Credit: N. Gorgoraptis et al., Science Translational Medicine (2019)

A single incidence of traumatic brain injury (TBI) can lead to long-lasting neurodegeneration, according to a study of 32 individuals. In addition to clarifying the little-understood chronic effects of TBI, the study's methods could improve the diagnosis and monitoring of brain damage in patients who have suffered an injury. Research has shown that TBI can trigger progressive accumulation of tau, a protein associated with neurodegeneration that plays a major role in Alzheimer's disease. Scientists have studied the effects of TBI by combining PET imaging with flortaucipir, an imaging agent that binds to tau.
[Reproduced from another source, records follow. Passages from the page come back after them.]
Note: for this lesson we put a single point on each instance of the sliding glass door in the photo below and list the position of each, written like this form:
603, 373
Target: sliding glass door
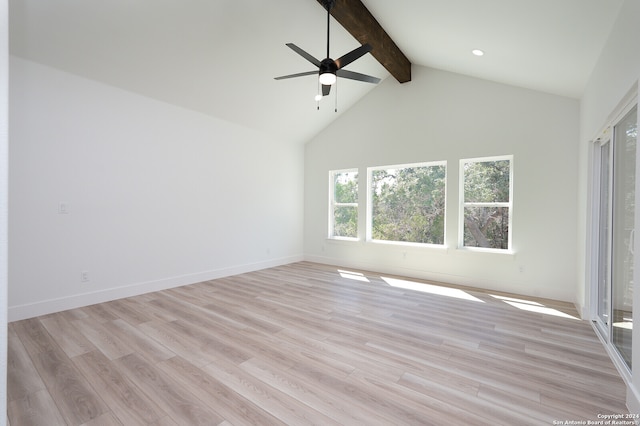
615, 233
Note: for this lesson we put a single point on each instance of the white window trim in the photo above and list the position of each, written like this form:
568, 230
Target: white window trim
332, 205
462, 204
369, 204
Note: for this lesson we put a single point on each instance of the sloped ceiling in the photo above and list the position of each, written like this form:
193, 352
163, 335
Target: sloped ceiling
219, 57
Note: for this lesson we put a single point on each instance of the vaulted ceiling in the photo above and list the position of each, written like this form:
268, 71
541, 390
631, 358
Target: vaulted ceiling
219, 57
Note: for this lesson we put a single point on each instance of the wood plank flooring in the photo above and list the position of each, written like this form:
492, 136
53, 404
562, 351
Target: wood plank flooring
310, 344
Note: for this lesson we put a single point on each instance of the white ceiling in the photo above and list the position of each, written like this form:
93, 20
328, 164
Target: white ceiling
219, 57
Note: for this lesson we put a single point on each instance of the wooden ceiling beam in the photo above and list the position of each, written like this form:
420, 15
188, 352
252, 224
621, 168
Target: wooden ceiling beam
363, 26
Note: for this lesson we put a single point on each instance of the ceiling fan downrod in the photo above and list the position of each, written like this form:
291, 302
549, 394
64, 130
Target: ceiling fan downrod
328, 4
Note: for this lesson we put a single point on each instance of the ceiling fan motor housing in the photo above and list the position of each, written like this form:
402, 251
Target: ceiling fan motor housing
328, 65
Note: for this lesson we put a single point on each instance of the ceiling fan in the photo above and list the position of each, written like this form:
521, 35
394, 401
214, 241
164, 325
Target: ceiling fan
329, 69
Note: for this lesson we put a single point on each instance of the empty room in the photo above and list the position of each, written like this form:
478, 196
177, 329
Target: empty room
319, 212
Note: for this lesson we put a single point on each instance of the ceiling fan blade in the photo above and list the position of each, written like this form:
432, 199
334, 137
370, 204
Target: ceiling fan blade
357, 76
346, 59
300, 74
304, 54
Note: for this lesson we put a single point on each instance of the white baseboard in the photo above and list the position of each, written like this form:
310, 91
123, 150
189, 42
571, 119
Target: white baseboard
20, 312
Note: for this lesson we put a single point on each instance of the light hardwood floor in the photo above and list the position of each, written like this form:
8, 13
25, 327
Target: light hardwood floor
306, 344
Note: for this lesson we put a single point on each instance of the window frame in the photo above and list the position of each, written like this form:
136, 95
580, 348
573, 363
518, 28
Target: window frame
462, 204
333, 205
369, 203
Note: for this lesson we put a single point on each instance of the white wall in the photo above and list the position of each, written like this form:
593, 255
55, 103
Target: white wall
617, 70
4, 189
157, 195
445, 116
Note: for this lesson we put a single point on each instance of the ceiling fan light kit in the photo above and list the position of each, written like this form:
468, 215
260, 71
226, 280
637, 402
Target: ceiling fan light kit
328, 69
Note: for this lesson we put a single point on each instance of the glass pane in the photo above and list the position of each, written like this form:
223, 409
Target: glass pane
625, 135
345, 221
346, 187
604, 306
486, 227
408, 204
486, 181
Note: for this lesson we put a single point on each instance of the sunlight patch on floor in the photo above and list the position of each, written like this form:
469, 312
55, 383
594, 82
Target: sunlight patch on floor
429, 288
531, 306
353, 275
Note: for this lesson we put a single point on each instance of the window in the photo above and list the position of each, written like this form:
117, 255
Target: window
408, 203
343, 220
613, 233
486, 202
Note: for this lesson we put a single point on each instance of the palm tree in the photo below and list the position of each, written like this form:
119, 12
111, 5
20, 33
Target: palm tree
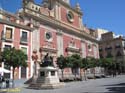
61, 62
14, 58
76, 61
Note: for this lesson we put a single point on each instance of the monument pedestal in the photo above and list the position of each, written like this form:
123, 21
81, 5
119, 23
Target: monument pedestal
47, 79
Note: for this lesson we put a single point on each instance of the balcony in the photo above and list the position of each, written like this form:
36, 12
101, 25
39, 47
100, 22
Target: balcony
7, 39
73, 49
118, 46
48, 49
23, 41
108, 48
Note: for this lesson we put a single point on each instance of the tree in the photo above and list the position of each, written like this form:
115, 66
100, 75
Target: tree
106, 63
76, 62
84, 65
61, 62
92, 63
14, 58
Most imaging studies have been performed in athletes who have experienced multiple injuries, but it is less clear how the brain changes in survivors who experienced a single TBI. Nikos Gorgoraptis and colleagues performed flortaucipir PET scans to study the distribution of tau in 21 participants who experienced a TBI at least 18 years prior, due to either traffic accidents or assault. The experiment revealed that collectively, the TBI cohort showed more deposition of tau (as indicated by higher flortaucipir binding) compared to 11 healthy controls and performed more poorly on tests of memory and cognitive performance. Furthermore, TBI subjects with higher tau deposition showed more severe neurodegeneration, and tau deposition was also linked to damage to the brain's white matter - the tissue that insulates and nurtures neurons. The ability to detect tau in patients after TBI could help in the design of future trials of tau-targeting therapies, the authors add.